Logo cedinho o gado se esparramava pela relva, mastigando preguiçosas touceiras de capim... Depois, de tanto ruminar, seguiam em fila indiana até o generoso lago dos lírios d'água, saciavam a sede, deitavam-se e faziam a sesta nas sombras das árvores colossais.

Foto: Arquivo pessoal

Mamãe levantava com o canto do galo, o sol ainda dormia e, enquanto todos levantavam, o bolo de fubá e as bolachinhas de nata já estavam na mesa e, sobre o fogão de lenha, o bule do café emanava o melhor cheiro de nossas vidas.

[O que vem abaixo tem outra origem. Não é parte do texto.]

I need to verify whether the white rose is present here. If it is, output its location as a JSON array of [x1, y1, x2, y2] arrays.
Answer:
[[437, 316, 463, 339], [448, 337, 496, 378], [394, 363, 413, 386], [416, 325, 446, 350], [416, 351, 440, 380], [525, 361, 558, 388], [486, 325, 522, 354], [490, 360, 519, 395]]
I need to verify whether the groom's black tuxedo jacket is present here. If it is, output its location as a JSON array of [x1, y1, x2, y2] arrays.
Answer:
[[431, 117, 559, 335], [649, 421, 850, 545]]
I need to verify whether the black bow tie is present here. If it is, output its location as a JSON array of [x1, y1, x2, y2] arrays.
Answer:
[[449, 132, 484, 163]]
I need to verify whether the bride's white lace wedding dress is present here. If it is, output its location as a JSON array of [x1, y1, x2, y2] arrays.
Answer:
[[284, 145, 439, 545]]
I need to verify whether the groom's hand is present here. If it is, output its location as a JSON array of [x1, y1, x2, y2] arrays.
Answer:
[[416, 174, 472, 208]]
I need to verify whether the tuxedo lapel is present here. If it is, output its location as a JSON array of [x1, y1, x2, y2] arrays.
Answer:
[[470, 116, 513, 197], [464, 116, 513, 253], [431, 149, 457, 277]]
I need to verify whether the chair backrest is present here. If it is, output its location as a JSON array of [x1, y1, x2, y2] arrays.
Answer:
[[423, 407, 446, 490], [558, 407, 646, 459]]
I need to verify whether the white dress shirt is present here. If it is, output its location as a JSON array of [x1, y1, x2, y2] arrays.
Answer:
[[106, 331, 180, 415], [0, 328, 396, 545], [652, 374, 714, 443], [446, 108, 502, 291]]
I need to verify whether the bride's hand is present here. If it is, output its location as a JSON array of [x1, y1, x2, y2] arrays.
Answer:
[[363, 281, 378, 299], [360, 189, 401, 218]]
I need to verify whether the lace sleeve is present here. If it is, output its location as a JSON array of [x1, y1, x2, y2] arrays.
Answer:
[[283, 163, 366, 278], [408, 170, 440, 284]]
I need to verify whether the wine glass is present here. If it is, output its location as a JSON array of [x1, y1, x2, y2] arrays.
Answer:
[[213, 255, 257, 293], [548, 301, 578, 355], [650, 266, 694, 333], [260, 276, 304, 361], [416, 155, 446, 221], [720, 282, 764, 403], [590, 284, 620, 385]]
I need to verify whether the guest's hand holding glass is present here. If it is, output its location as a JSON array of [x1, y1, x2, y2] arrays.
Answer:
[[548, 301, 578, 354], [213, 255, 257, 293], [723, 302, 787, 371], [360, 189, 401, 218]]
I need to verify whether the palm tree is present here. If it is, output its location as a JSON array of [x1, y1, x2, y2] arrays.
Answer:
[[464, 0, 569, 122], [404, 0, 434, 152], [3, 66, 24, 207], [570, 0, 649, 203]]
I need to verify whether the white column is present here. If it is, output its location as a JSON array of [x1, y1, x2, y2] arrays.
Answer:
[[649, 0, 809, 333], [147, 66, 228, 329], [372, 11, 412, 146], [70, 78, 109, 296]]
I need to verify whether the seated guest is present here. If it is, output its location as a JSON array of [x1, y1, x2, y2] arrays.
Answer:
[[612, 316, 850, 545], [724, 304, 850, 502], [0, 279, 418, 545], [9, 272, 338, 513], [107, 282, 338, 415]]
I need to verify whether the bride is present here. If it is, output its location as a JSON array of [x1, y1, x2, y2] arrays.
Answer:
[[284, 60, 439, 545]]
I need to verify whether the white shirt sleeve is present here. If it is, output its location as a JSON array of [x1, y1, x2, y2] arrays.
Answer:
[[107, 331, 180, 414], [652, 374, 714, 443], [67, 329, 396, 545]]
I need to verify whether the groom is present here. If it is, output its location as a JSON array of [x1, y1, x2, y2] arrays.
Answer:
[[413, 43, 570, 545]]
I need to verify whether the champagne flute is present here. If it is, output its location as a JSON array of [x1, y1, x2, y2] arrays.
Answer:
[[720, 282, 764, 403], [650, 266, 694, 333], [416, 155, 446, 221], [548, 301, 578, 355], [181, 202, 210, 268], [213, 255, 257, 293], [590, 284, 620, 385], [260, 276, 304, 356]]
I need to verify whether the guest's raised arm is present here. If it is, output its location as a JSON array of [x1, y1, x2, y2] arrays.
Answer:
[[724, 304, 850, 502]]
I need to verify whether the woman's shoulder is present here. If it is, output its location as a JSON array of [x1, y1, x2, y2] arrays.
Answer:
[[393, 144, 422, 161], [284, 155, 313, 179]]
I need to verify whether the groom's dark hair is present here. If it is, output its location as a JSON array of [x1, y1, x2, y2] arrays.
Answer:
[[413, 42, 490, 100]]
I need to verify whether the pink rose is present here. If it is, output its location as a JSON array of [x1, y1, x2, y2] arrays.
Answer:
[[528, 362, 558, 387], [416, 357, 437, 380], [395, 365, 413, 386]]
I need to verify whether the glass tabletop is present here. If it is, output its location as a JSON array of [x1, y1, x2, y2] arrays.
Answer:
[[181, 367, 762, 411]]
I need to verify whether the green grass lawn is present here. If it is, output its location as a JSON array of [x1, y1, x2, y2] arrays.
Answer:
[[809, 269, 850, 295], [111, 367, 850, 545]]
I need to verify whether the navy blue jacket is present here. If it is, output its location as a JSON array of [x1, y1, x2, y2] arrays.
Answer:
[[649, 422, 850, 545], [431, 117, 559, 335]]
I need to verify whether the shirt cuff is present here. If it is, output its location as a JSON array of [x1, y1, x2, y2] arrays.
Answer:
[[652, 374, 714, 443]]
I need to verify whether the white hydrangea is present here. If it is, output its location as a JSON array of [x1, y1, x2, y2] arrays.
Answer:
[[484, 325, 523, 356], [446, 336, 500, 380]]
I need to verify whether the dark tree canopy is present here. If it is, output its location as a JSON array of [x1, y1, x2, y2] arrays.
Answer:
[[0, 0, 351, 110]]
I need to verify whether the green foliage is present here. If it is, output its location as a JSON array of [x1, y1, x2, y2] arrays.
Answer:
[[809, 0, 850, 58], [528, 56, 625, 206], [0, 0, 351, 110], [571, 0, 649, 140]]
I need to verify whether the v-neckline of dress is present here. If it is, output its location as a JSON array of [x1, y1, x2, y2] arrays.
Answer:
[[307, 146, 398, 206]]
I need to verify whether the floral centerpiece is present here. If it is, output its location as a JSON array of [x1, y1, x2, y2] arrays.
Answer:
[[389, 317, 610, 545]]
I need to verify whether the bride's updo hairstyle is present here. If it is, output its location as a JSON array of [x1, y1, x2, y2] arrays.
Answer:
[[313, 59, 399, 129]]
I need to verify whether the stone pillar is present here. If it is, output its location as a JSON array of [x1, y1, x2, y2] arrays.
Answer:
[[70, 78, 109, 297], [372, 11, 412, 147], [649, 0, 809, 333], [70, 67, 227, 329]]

As galinhas já rodeavam o quintal, esperando que mamãe atirasse generosas "mãozadas" do milho que colhemos e debulhamos na segunda-feira.

Os patos, marrecos e as angolinhas se juntavam às galinhas naquele banquete de quirera e grãos de milho.

Mamãe e as irmãs seguiam, bem cedinho, para a bica d'água - para bater roupa na tábua de peroba...  Nós éramos escalados para recolher os ovos dos ninhos, tratar dos porcos e cuidar da horta.

Papai e os irmãos mais velhos arreavam a mula para passar o arado de bico e fazer a semeadura dos nossos alimentos, nas sextas-feiras era dia de matar porco, tanto para nosso consumo quanto para um açougueiro que vinha da cidade buscar suas encomendas!

Os estudos eram na escolinha de tábuas do bairro rural, da doce professora Djanira, meu primeiro amor de menino!

No domingo, mamãe, com chuva ou sol, nos obrigava assistir a missa na Capela do lugar, vestíamos nossa melhor roupa, eu do meu lado, nem prestava atenção nas homilias, ia mesmo era paquerar a filha do dono da venda.

Vez em quando papai e mamãe iam sozinhos para a cidade, traziam uma demasiada quantidade de tecidos para mamãe fazer roupas, na sua surrada máquina de costura.

Nem tudo era trabalho e obrigações, tínhamos o tempo ao nosso favor... Podíamos caçar de estilingue, pescar lambaris no lago dos lírios d'água e, inventivos, construíamos nossos próprios brinquedos.

A vida seguia calma e feliz, parecia uma paz eterna.

Não sei de quem foi a ideia de virmos para a cidade, a verdade, única, é que perdemos a simplicidade para tornarmos escravos de um estranho mundo, de estranhas pessoas e estranhas vozes.

Perdemos o controle sobre nossas vidas e do nosso tempo... Tempo que começava com o cantar do galo até o cair da noite, quando a gente se reunia na varanda para comer bolo com café e entoar "Utopia", canção do Padre Zezinho (vídeo abaixo).

Hoje, voltando ao sítio que foi nosso, reencontrei os verdadeiros donos do tempo: os lírios d'água... Eles nos hipnotizam de tal forma que acabamos por esquecer que a vida não é um lago florido engolindo pingos de chuva!!